• Sous le Sahara : une nappe d'eau, grande comme deux fois la France, alimente les oasis du désert


    Il y a moins de 15 000 ans, le Sahara était une savane tropicale herbeuse qui s'est progressivement asséchée, laissant place au plus grand désert chaud de notre planète : une région souvent hostile, écrasée par le Soleil. Mais sous ce monde minéral et hostile se cache une nappe d'eau gigantesque qui alimente notamment les oasis et qui parvient en partie à se renouveler, malgré une pression humaine de plus en plus forte.
    Aujourd’hui, le Sahara se caractérise principalement par son aridité. La présence même des oasis semble surprenante. Rien ne laisse penser que sous cette gigantesque étendue de sable, il existe pourtant de grandes réserves d’eau douce. « C’est oublier qu’à des époques situées entre 50 000 et 4 000 ans avant nous, soit entre le Pléistocène et l’Holocène, le Sahara était vert et recouvert de lacs de grandes dimensions », rappelle Marie-Louise Vogt doctorante au Centre d’hydrogéologie et de géothermie de l’Université de Neuchâtel (CHYN), qui a soutenu sa thèse sur ce sujet en mai 2019.
    Jadis, lorsque le climat était plus favorable, d'immenses réserves d'eaux dites "fossiles" se sont accumulées, comme en témoigne le sous-bassin de Kufra situé entre la Libye et le Tchad.

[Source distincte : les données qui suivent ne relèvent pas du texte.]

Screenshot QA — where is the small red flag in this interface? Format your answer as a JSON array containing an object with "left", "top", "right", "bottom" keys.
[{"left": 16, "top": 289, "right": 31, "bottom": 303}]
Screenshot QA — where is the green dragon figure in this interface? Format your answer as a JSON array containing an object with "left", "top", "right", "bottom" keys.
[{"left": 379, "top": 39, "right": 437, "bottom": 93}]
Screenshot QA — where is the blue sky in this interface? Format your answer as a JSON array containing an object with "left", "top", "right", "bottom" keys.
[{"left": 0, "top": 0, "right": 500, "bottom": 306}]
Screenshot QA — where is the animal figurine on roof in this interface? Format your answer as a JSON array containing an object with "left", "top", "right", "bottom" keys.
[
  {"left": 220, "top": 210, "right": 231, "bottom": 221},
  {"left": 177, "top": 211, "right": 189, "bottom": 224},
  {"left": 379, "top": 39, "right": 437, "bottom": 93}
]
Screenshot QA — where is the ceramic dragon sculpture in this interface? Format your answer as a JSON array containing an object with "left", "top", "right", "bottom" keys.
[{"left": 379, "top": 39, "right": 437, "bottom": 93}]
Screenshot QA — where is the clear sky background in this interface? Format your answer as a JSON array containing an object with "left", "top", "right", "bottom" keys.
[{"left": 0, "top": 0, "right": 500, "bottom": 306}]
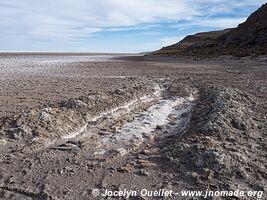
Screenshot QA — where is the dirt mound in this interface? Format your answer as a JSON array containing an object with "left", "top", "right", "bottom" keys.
[
  {"left": 0, "top": 84, "right": 154, "bottom": 151},
  {"left": 166, "top": 87, "right": 267, "bottom": 191}
]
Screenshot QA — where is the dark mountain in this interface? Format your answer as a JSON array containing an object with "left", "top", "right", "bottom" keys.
[{"left": 152, "top": 4, "right": 267, "bottom": 57}]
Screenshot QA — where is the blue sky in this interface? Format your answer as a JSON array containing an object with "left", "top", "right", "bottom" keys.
[{"left": 0, "top": 0, "right": 265, "bottom": 52}]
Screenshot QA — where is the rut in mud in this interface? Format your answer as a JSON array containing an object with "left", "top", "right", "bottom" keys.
[{"left": 52, "top": 86, "right": 197, "bottom": 157}]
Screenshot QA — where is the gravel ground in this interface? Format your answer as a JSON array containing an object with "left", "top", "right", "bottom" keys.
[{"left": 0, "top": 54, "right": 267, "bottom": 199}]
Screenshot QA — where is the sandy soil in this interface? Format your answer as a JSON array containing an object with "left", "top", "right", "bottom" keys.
[{"left": 0, "top": 54, "right": 267, "bottom": 199}]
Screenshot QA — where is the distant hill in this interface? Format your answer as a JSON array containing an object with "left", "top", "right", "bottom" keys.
[{"left": 151, "top": 4, "right": 267, "bottom": 57}]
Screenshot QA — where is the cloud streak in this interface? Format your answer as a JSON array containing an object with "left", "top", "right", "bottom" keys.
[{"left": 0, "top": 0, "right": 264, "bottom": 51}]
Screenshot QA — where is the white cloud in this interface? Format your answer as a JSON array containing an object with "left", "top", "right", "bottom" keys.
[{"left": 0, "top": 0, "right": 264, "bottom": 51}]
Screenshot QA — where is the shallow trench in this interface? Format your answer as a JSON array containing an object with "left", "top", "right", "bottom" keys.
[{"left": 53, "top": 87, "right": 197, "bottom": 157}]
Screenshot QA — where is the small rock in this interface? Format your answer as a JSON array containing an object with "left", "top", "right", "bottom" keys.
[
  {"left": 0, "top": 139, "right": 6, "bottom": 146},
  {"left": 140, "top": 169, "right": 149, "bottom": 176}
]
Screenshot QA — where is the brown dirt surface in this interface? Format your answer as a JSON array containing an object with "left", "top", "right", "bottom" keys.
[{"left": 0, "top": 54, "right": 267, "bottom": 199}]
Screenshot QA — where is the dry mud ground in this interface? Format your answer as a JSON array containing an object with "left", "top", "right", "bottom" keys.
[{"left": 0, "top": 55, "right": 267, "bottom": 200}]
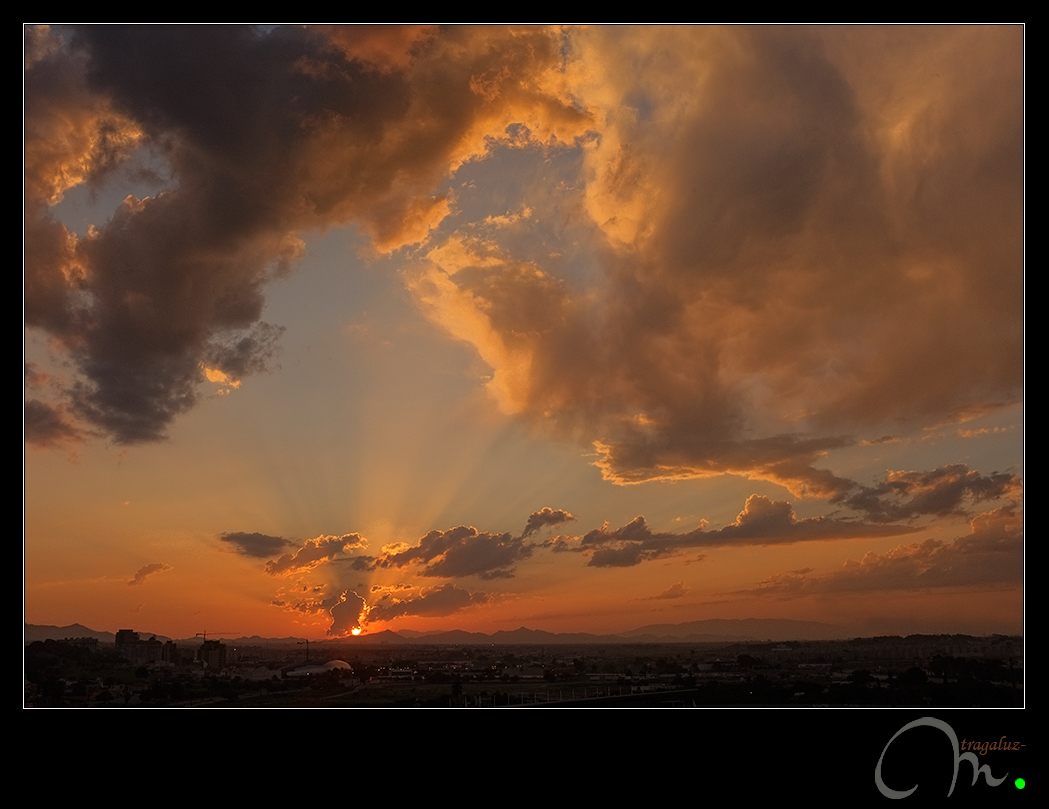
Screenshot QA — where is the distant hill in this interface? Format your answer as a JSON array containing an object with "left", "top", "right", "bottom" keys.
[
  {"left": 23, "top": 623, "right": 116, "bottom": 643},
  {"left": 25, "top": 618, "right": 854, "bottom": 646},
  {"left": 619, "top": 618, "right": 839, "bottom": 642}
]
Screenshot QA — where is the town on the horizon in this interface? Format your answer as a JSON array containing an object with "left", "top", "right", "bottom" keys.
[
  {"left": 25, "top": 621, "right": 1024, "bottom": 708},
  {"left": 23, "top": 24, "right": 1026, "bottom": 667}
]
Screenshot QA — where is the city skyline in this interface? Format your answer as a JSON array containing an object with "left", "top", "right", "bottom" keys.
[{"left": 23, "top": 26, "right": 1024, "bottom": 638}]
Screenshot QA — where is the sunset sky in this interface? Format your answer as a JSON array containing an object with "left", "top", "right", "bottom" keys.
[{"left": 23, "top": 26, "right": 1025, "bottom": 639}]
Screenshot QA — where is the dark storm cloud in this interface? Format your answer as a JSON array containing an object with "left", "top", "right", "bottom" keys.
[
  {"left": 25, "top": 25, "right": 586, "bottom": 444},
  {"left": 566, "top": 494, "right": 917, "bottom": 568},
  {"left": 218, "top": 531, "right": 292, "bottom": 559},
  {"left": 832, "top": 464, "right": 1022, "bottom": 523},
  {"left": 368, "top": 581, "right": 492, "bottom": 621},
  {"left": 376, "top": 526, "right": 534, "bottom": 579},
  {"left": 22, "top": 399, "right": 84, "bottom": 447},
  {"left": 750, "top": 509, "right": 1024, "bottom": 595},
  {"left": 128, "top": 561, "right": 171, "bottom": 587},
  {"left": 265, "top": 534, "right": 367, "bottom": 576},
  {"left": 413, "top": 26, "right": 1024, "bottom": 491}
]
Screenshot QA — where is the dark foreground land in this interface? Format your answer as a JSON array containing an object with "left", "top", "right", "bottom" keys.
[{"left": 24, "top": 635, "right": 1024, "bottom": 708}]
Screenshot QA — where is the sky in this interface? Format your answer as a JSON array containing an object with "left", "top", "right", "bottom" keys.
[{"left": 23, "top": 25, "right": 1024, "bottom": 639}]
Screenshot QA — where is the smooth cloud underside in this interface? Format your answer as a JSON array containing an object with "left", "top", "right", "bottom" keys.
[
  {"left": 218, "top": 531, "right": 291, "bottom": 559},
  {"left": 25, "top": 26, "right": 587, "bottom": 444},
  {"left": 265, "top": 533, "right": 367, "bottom": 576},
  {"left": 25, "top": 26, "right": 1024, "bottom": 499},
  {"left": 368, "top": 581, "right": 492, "bottom": 621},
  {"left": 128, "top": 561, "right": 171, "bottom": 587}
]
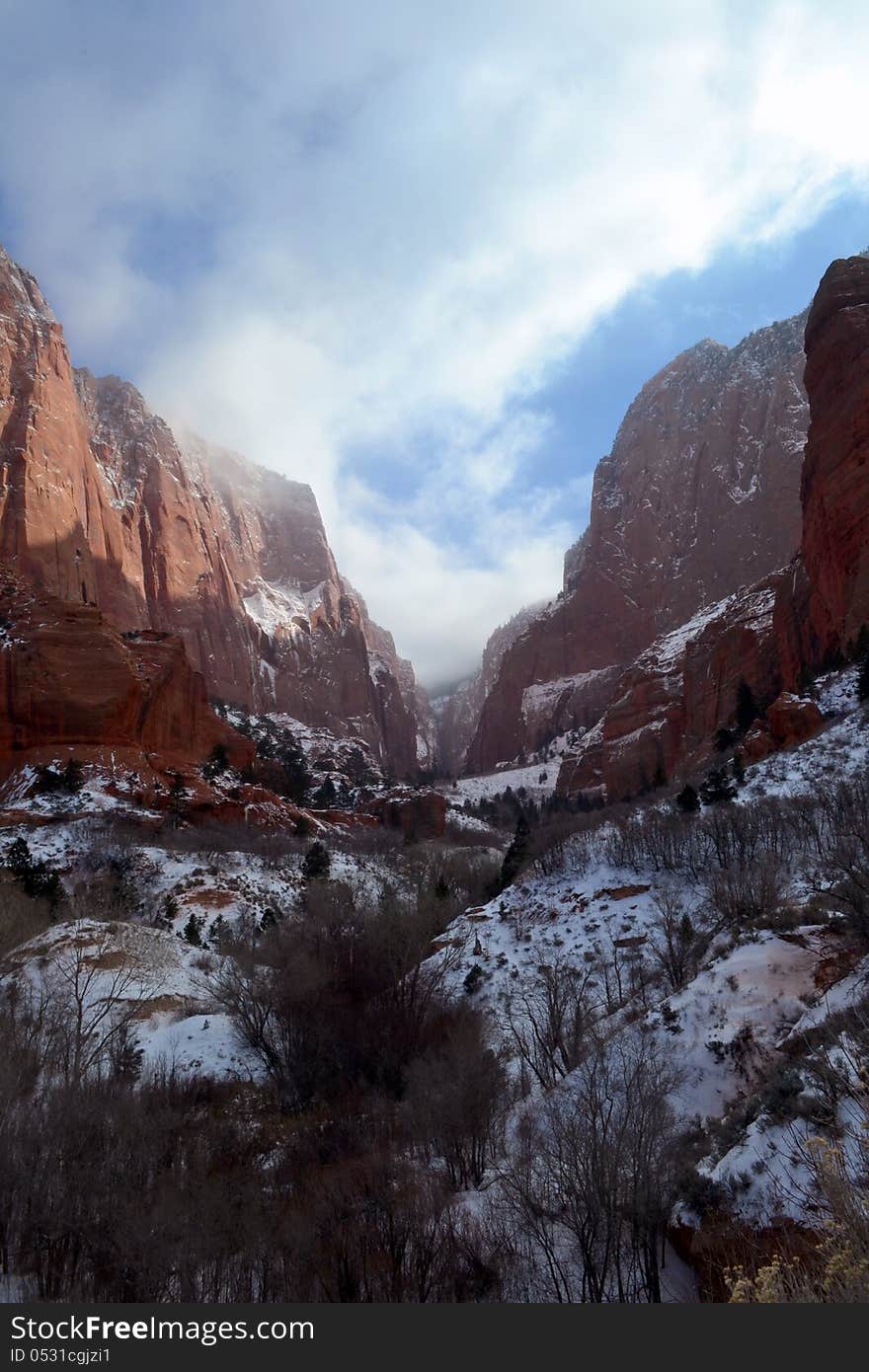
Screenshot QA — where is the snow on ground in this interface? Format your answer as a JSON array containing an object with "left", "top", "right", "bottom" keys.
[
  {"left": 6, "top": 919, "right": 261, "bottom": 1080},
  {"left": 435, "top": 745, "right": 559, "bottom": 806},
  {"left": 650, "top": 929, "right": 828, "bottom": 1118},
  {"left": 244, "top": 576, "right": 325, "bottom": 638},
  {"left": 740, "top": 667, "right": 869, "bottom": 800},
  {"left": 437, "top": 862, "right": 680, "bottom": 1007}
]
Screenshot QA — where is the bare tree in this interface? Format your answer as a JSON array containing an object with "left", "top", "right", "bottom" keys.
[{"left": 503, "top": 954, "right": 600, "bottom": 1090}]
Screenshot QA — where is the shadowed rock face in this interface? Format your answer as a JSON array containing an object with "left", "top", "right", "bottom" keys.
[
  {"left": 467, "top": 316, "right": 807, "bottom": 771},
  {"left": 0, "top": 566, "right": 254, "bottom": 767},
  {"left": 0, "top": 250, "right": 432, "bottom": 777},
  {"left": 803, "top": 257, "right": 869, "bottom": 657},
  {"left": 559, "top": 257, "right": 869, "bottom": 800}
]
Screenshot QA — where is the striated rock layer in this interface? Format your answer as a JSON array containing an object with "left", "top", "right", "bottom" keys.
[
  {"left": 467, "top": 316, "right": 807, "bottom": 773},
  {"left": 557, "top": 257, "right": 869, "bottom": 800},
  {"left": 0, "top": 250, "right": 433, "bottom": 777},
  {"left": 0, "top": 566, "right": 254, "bottom": 767}
]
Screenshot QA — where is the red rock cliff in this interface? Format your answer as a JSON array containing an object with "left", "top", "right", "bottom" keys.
[
  {"left": 0, "top": 250, "right": 429, "bottom": 777},
  {"left": 559, "top": 257, "right": 869, "bottom": 800},
  {"left": 467, "top": 316, "right": 807, "bottom": 771}
]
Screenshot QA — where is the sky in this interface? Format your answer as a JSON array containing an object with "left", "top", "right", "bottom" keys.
[{"left": 0, "top": 0, "right": 869, "bottom": 689}]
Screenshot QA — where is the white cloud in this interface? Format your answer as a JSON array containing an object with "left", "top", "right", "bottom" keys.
[{"left": 0, "top": 0, "right": 869, "bottom": 679}]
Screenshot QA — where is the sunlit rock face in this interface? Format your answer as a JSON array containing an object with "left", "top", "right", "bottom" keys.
[
  {"left": 559, "top": 257, "right": 869, "bottom": 799},
  {"left": 803, "top": 257, "right": 869, "bottom": 655},
  {"left": 467, "top": 314, "right": 809, "bottom": 773},
  {"left": 0, "top": 251, "right": 434, "bottom": 777}
]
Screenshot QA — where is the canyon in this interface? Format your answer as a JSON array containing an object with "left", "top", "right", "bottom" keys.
[
  {"left": 465, "top": 314, "right": 809, "bottom": 773},
  {"left": 0, "top": 250, "right": 434, "bottom": 778}
]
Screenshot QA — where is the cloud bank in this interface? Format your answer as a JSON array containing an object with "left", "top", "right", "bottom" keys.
[{"left": 0, "top": 0, "right": 869, "bottom": 683}]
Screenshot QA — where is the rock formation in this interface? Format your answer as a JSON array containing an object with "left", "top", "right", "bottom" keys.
[
  {"left": 467, "top": 316, "right": 807, "bottom": 773},
  {"left": 0, "top": 250, "right": 433, "bottom": 777},
  {"left": 557, "top": 257, "right": 869, "bottom": 800},
  {"left": 0, "top": 567, "right": 248, "bottom": 768}
]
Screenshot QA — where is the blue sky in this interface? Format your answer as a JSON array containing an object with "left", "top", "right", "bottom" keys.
[{"left": 0, "top": 0, "right": 869, "bottom": 685}]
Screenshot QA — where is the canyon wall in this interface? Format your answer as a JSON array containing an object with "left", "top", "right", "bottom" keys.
[
  {"left": 0, "top": 250, "right": 433, "bottom": 777},
  {"left": 467, "top": 314, "right": 807, "bottom": 773}
]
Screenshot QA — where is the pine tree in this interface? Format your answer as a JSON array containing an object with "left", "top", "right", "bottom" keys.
[
  {"left": 182, "top": 910, "right": 201, "bottom": 948},
  {"left": 501, "top": 813, "right": 531, "bottom": 890},
  {"left": 700, "top": 767, "right": 736, "bottom": 805},
  {"left": 154, "top": 892, "right": 180, "bottom": 929},
  {"left": 63, "top": 757, "right": 85, "bottom": 796},
  {"left": 277, "top": 742, "right": 311, "bottom": 808},
  {"left": 201, "top": 743, "right": 229, "bottom": 781},
  {"left": 675, "top": 784, "right": 700, "bottom": 815},
  {"left": 736, "top": 678, "right": 760, "bottom": 734},
  {"left": 302, "top": 840, "right": 332, "bottom": 880},
  {"left": 169, "top": 773, "right": 187, "bottom": 827},
  {"left": 316, "top": 777, "right": 338, "bottom": 809}
]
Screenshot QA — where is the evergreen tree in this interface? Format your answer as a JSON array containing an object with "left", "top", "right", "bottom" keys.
[
  {"left": 501, "top": 815, "right": 531, "bottom": 890},
  {"left": 169, "top": 773, "right": 187, "bottom": 827},
  {"left": 277, "top": 741, "right": 311, "bottom": 808},
  {"left": 302, "top": 840, "right": 332, "bottom": 880},
  {"left": 63, "top": 757, "right": 85, "bottom": 796},
  {"left": 736, "top": 678, "right": 760, "bottom": 734},
  {"left": 462, "top": 961, "right": 483, "bottom": 996},
  {"left": 182, "top": 910, "right": 201, "bottom": 948},
  {"left": 316, "top": 777, "right": 338, "bottom": 809},
  {"left": 201, "top": 743, "right": 229, "bottom": 781},
  {"left": 154, "top": 893, "right": 180, "bottom": 930},
  {"left": 675, "top": 784, "right": 700, "bottom": 815}
]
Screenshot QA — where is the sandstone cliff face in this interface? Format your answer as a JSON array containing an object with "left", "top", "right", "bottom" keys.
[
  {"left": 803, "top": 257, "right": 869, "bottom": 660},
  {"left": 0, "top": 254, "right": 430, "bottom": 777},
  {"left": 0, "top": 567, "right": 254, "bottom": 767},
  {"left": 468, "top": 316, "right": 807, "bottom": 771},
  {"left": 557, "top": 571, "right": 792, "bottom": 801},
  {"left": 557, "top": 257, "right": 869, "bottom": 800},
  {"left": 432, "top": 605, "right": 541, "bottom": 775}
]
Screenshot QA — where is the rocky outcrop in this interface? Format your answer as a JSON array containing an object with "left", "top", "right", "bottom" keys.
[
  {"left": 803, "top": 257, "right": 869, "bottom": 660},
  {"left": 740, "top": 692, "right": 824, "bottom": 763},
  {"left": 432, "top": 605, "right": 542, "bottom": 777},
  {"left": 365, "top": 789, "right": 446, "bottom": 841},
  {"left": 468, "top": 316, "right": 807, "bottom": 773},
  {"left": 557, "top": 572, "right": 791, "bottom": 801},
  {"left": 557, "top": 257, "right": 869, "bottom": 800},
  {"left": 0, "top": 251, "right": 432, "bottom": 777},
  {"left": 0, "top": 567, "right": 254, "bottom": 768}
]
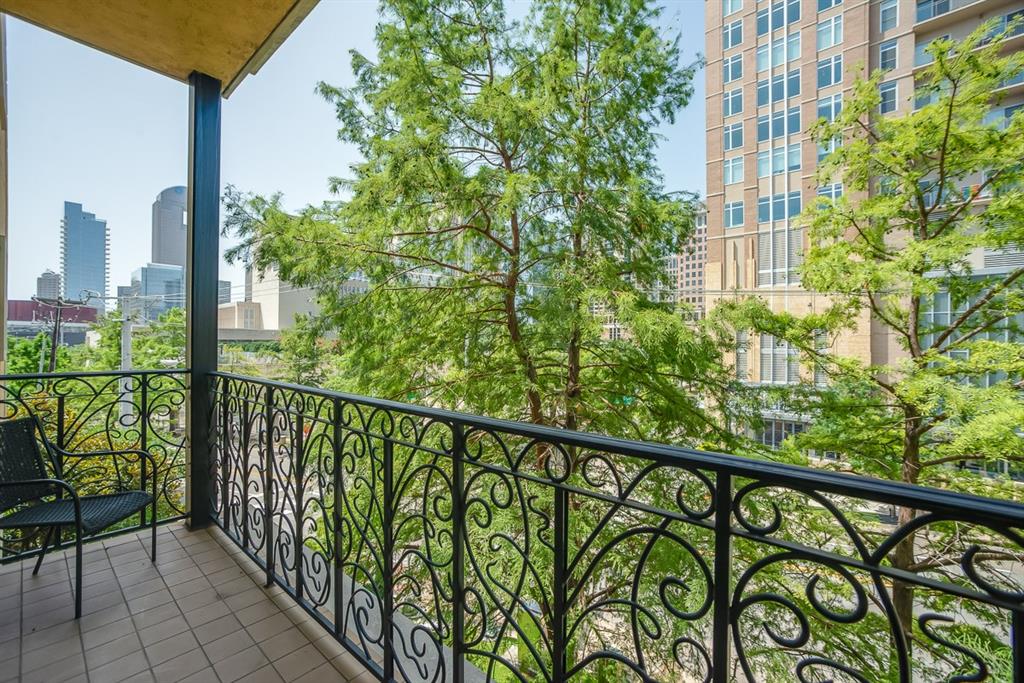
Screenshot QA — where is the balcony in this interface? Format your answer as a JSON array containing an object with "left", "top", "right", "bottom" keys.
[
  {"left": 0, "top": 372, "right": 1024, "bottom": 681},
  {"left": 913, "top": 0, "right": 1012, "bottom": 34},
  {"left": 0, "top": 0, "right": 1024, "bottom": 683}
]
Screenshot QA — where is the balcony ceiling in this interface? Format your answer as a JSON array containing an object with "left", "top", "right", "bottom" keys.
[{"left": 0, "top": 0, "right": 317, "bottom": 97}]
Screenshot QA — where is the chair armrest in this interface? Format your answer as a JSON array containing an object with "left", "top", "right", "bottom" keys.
[
  {"left": 0, "top": 479, "right": 82, "bottom": 526},
  {"left": 52, "top": 446, "right": 157, "bottom": 472},
  {"left": 50, "top": 445, "right": 157, "bottom": 501}
]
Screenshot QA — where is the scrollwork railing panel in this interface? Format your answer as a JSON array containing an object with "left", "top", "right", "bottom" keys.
[
  {"left": 0, "top": 371, "right": 188, "bottom": 552},
  {"left": 207, "top": 374, "right": 1024, "bottom": 683}
]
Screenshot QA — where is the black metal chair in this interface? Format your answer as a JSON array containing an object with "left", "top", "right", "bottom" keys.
[{"left": 0, "top": 417, "right": 157, "bottom": 618}]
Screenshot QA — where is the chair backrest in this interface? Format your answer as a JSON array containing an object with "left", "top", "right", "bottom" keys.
[{"left": 0, "top": 417, "right": 54, "bottom": 512}]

Il contient à lui seul un volume d’eau douce équivalant à une hauteur de 600 m d’eau sur toute la surface de la Suisse. Ce réservoir lui-même fait partie du grand bassin sédimentaire régional s’étendant entre la Libye, l’Egypte, le Soudan et le Tchad. Connu sous le nom d’Aquifère des Grès de Nubie, il a lui aussi bénéficié d’une recharge importante au cours de la période verdoyante du Sahara.
    Au total, le système aquifère[1] du Sahara septentrional s'étend sur une surface de presque deux fois la France métropolitaine et recèle, à plusieurs centaines voire milliers de mètres de profondeur, plus de 30 000 km3 d'eau, accumulée au cours des périodes humides qui se sont succédé depuis 1 million d'années. Ce réservoir d'eau souterraine, parmi les plus grands du monde, a permis le développement urbain et agricole des régions semi-arides de Tunisie, d'Algérie et d'une partie de la Libye au cours des trente dernières années.

    Des prélèvements d'eau toutefois non entièrement compensés

    La recharge moyenne de 1,4 km3 par an correspond à 40 % des 2,75 km3 prélevés au total chaque année dans la région, d'après les données de l'Observatoire du Sahara et du Sahel (OSS). Par conséquent, 60 % des ponctions annuelles ne sont pas compensées. Malgré une recharge significative, le système aquifère du Sahara Septentrional demeure donc surexploité. D'autant plus que depuis les années 1960, les prélèvements n'ont cessé d'augmenter, afin de satisfaire la demande croissante de la part des différents secteurs socio-économiques : industrie, agriculture, tourisme, usage domestique[3].
    Ainsi, les puits et forages se sont multipliés et les retraits annuels sont passés de 0,5 km3 en 1960 à 2,75 km3 en 2010, entraînant un abaissement généralisé du niveau piézométrique, atteignant 25 à 50 m selon les endroits. De nombreux puits artésiens et sources naturelles, autour desquels se sont développées les oasis, se sont d'ores et déjà taris.
    La diminution de l'artésianisme, c'est-à-dire de la pression de l'eau au sein des nappes souterraines, risque d'impacter la viabilité de l'économie oasienne. En quantifiant la recharge actuelle, ces travaux permettront le développement d'outils de gestion raisonnée de cette ressource, dans l'attente de la mise en place de systèmes d'irrigation plus économes. L'enjeu est de taille : ces nappes devront pourvoir aux besoins croissants d'une population qui devrait atteindre 8 millions d'habitants d'ici 2030 d'après l'OSS.